Even the black soot from around the safe had been wiped away.
She’d have to thank them both.
‘I came in early because I heard you’d had a break-in and wanted to clean up but you’ve already done it,’ Maureen said, looking around in amazement. ‘You must have been up at crack of dawn.’
‘Not me,’ Ellie told her. ‘Zeke, the young policeman, and Chelsea did it all last night while Andy and I were at the hospital with our young burglar.’
‘I believe it was Logan Grant.’ Maureen said with distinct disapproval. ‘He really shouldn’t be left on his own when his dad’s at work, but although Mr Grant’s had any number of women in to keep an eye on him, he outwits them all, and sneaks out to do who knows what mischief.’
‘Well, we know where he was making mischief yesterday but maybe now he’s learned his lesson,’ Ellie said, deciding not to reveal the child’s reason for the break-in. ‘And if we get him to join the soccer team, he’ll have less time for mischief.’
Maureen checked that all was well, then settled down to run through the patient list and send it to Ellie’s computer, but Ellie was already out of the door.
‘It’s Chelsea’s first day at school,’ she said over her shoulder. ‘I want to see that she’s okay and has everything she needs.’
Upstairs Chelsea was not only ready—in a uniform someone had found for her—but three of the soccer team, including Rangi, were waiting to take her to school.
‘Looks like I’ll have my own bodyguard,’ she joked. But Ellie could see how pleased she was to have someone with her on that nervous first day.
‘I’ve spoken to Mr Grayson, the head teacher, and as soon as you know who your home-room teacher will be, I’ll come up and have a talk to him or her as well.’
‘I’ll be fine,’ Chelsea assured her, coming across the kitchen to give Ellie a big hug. Then she stepped back and studied the woman who’d taken her in. ‘I think you’re more nervous than I am.’
‘Probably,’ Ellie admitted, wiping her slightly damp hands surreptitiously against her jeans.
But as she stood on the veranda, waving to them as they trooped away, she wondered just how shaken up she’d have been if it was her own child—hers and Andy’s—going off to a new school for the first ti
me.
Given how bad she felt, watching Chelsea leave, she had to admit she’d have been a complete mess, and been one of those mothers who stood outside the school gate, sobbing piteously...
Though these days children were introduced to school early.
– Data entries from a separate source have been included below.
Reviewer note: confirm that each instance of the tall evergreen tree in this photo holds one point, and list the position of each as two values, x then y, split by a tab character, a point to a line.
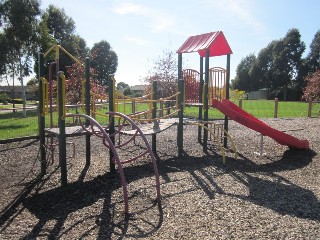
104	61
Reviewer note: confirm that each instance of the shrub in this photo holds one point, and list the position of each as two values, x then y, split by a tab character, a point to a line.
4	97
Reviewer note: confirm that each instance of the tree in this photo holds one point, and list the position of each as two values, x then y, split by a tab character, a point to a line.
244	79
312	90
313	58
74	85
58	28
104	61
278	66
165	71
18	38
33	87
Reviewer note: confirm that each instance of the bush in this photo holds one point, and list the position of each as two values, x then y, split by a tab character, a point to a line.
16	101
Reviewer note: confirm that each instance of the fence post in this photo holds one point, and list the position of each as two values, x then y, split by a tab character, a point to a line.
133	106
154	116
309	108
111	89
275	114
240	103
87	106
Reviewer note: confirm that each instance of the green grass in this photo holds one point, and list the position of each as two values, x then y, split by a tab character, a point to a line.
13	125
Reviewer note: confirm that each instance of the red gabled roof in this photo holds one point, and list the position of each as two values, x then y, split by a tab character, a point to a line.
214	41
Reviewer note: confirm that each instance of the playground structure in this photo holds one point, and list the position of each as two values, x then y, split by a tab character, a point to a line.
88	127
215	86
206	84
207	45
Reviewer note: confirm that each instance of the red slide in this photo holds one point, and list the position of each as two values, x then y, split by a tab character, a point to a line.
239	115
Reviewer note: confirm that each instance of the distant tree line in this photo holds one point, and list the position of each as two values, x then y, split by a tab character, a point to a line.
26	29
280	68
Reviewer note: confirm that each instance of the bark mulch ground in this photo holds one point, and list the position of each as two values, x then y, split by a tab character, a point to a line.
276	196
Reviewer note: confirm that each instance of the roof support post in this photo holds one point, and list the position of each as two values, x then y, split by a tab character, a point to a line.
205	101
180	106
200	98
225	141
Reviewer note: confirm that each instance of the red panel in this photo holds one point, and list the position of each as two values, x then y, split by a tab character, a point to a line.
244	118
215	42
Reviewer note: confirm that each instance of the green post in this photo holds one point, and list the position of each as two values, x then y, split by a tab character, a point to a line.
226	120
205	103
200	98
154	115
111	120
87	106
180	106
41	121
62	132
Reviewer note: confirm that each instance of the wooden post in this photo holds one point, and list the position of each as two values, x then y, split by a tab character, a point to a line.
111	84
42	137
62	131
275	114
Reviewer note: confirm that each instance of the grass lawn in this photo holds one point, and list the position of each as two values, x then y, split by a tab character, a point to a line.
13	125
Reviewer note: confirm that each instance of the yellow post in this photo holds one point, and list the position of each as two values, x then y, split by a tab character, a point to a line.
309	108
275	114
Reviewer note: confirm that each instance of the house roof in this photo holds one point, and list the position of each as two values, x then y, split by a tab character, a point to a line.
215	42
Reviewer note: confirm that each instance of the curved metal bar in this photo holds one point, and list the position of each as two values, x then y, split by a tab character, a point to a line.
108	143
115	154
153	159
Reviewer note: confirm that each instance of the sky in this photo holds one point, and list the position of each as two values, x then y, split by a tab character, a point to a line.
139	31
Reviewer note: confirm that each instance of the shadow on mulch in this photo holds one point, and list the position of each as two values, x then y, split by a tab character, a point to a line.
281	196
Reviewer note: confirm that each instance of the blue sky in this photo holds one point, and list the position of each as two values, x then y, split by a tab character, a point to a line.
140	30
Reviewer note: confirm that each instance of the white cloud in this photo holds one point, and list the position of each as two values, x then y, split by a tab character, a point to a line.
135	40
241	13
127	8
159	21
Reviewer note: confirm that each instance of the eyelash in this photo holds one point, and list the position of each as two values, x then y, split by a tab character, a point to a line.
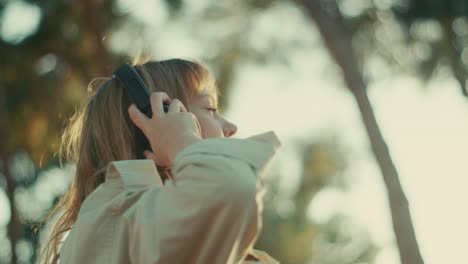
213	109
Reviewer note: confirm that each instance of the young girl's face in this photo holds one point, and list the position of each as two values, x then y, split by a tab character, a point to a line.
205	107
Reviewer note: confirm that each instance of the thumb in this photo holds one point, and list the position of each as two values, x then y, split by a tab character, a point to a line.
137	117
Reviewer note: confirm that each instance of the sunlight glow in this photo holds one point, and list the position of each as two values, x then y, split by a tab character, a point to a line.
19	20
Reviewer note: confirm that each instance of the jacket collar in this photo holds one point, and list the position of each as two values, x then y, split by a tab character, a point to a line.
134	173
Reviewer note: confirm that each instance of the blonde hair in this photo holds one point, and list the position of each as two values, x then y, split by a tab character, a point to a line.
102	132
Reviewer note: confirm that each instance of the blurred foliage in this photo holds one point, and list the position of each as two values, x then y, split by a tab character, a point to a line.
291	235
43	78
417	37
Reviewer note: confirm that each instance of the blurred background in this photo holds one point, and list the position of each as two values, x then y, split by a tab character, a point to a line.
369	98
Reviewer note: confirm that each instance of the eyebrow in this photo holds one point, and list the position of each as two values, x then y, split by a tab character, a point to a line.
210	97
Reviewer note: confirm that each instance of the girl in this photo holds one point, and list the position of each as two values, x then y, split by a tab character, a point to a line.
194	199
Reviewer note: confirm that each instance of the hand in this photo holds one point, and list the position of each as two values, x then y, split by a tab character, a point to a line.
168	133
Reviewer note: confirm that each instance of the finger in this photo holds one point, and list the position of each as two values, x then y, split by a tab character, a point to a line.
176	106
137	117
156	102
198	125
149	155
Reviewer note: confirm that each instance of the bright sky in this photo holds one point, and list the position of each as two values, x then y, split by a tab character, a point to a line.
425	127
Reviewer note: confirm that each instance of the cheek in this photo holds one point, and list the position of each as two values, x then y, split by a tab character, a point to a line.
210	127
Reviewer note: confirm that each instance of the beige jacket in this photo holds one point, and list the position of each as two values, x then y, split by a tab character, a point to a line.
210	213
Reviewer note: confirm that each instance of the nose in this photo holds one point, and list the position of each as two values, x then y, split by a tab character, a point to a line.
229	129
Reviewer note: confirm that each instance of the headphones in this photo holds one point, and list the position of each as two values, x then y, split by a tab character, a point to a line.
139	94
136	89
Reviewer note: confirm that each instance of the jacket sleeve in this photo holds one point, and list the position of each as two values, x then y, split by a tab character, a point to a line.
211	213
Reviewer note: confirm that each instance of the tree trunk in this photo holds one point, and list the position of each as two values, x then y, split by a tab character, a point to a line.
14	227
339	46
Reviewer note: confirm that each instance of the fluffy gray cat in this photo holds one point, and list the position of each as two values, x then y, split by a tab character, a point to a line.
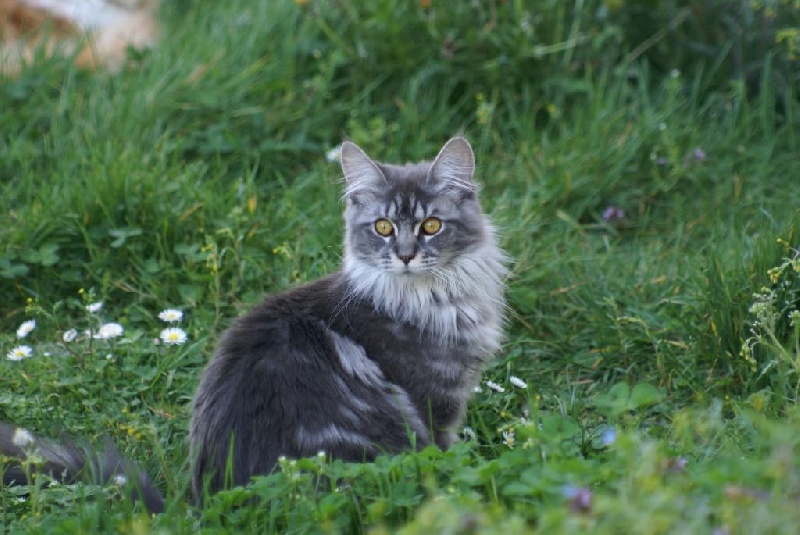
380	357
377	358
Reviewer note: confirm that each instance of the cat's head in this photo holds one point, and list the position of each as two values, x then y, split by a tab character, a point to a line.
414	218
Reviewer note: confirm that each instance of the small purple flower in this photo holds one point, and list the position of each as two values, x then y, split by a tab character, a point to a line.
579	499
699	154
608	437
613	212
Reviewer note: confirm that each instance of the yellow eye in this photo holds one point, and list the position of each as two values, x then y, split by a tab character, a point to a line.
384	227
431	226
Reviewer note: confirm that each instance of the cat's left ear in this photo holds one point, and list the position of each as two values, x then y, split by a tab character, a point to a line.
454	166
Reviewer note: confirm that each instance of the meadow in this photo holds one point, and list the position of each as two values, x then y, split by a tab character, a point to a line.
648	194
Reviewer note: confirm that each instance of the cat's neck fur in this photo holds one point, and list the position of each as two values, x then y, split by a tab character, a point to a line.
460	303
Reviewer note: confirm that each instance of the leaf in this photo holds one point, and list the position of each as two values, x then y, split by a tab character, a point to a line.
644	395
121	235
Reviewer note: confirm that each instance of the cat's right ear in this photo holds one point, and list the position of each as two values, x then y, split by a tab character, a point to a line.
360	172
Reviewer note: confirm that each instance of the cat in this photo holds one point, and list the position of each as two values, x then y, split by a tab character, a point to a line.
378	358
94	32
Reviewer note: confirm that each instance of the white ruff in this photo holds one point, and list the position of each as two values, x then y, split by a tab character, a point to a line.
460	302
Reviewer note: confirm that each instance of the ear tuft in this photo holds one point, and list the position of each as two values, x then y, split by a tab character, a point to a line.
455	165
360	172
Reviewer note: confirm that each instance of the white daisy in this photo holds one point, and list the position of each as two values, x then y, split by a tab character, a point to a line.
170	315
19	353
22	437
173	336
70	336
26	328
516	381
494	386
109	330
335	154
508	438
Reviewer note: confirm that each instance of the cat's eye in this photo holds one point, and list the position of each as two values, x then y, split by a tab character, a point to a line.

Most would go to kindergarten or preschool first and from there visit whatever school they’d be attending next.
Good grief! Was she really leaning on the veranda railing, mooning over a child that would never be—worrying about him or her going to school even...
Ellie headed back down to work, where Maureen tutted because she was all of three minutes late for her first appointment.
The morning passed swiftly, allowing her a little time at the end of her appointments to do some necessary paperwork, then phone Madeleine, who would be on lunch, to check on her knee and general health.
‘I’ve made an appointment with Maureen to come in on Wednesday for the other tests you wanted to run,’ Madeleine explained. ‘I have a half-day off because there’s a Year Nine school excursion to the mine, and the boss doesn’t want me walking around too much.’
‘Are you the Year Nine home-room teacher?’ Ellie asked, thinking that’s where Chelsea would probably fit.
‘Yes, I saw Chelsea this morning, and had her for a maths lesson. I think with some extra work over the summer holidays she can skip straight through to Year Eleven in some of her subjects. She’s a bright student, very advanced for her age.’
She paused, then added, ‘At least that’s what I’m hearing from teachers who’ve already had her in their classes.’
* * *
Andy checked on the few hospitalised patients, and the elderly people who lived in the annexe, as the town was too small for a separate retirement village or nursing home.
He had appointments in Outpatients from ten-thirty, but until then he had far too much time on his hands. Too much time to think about Ellie, and whether they could get back together again.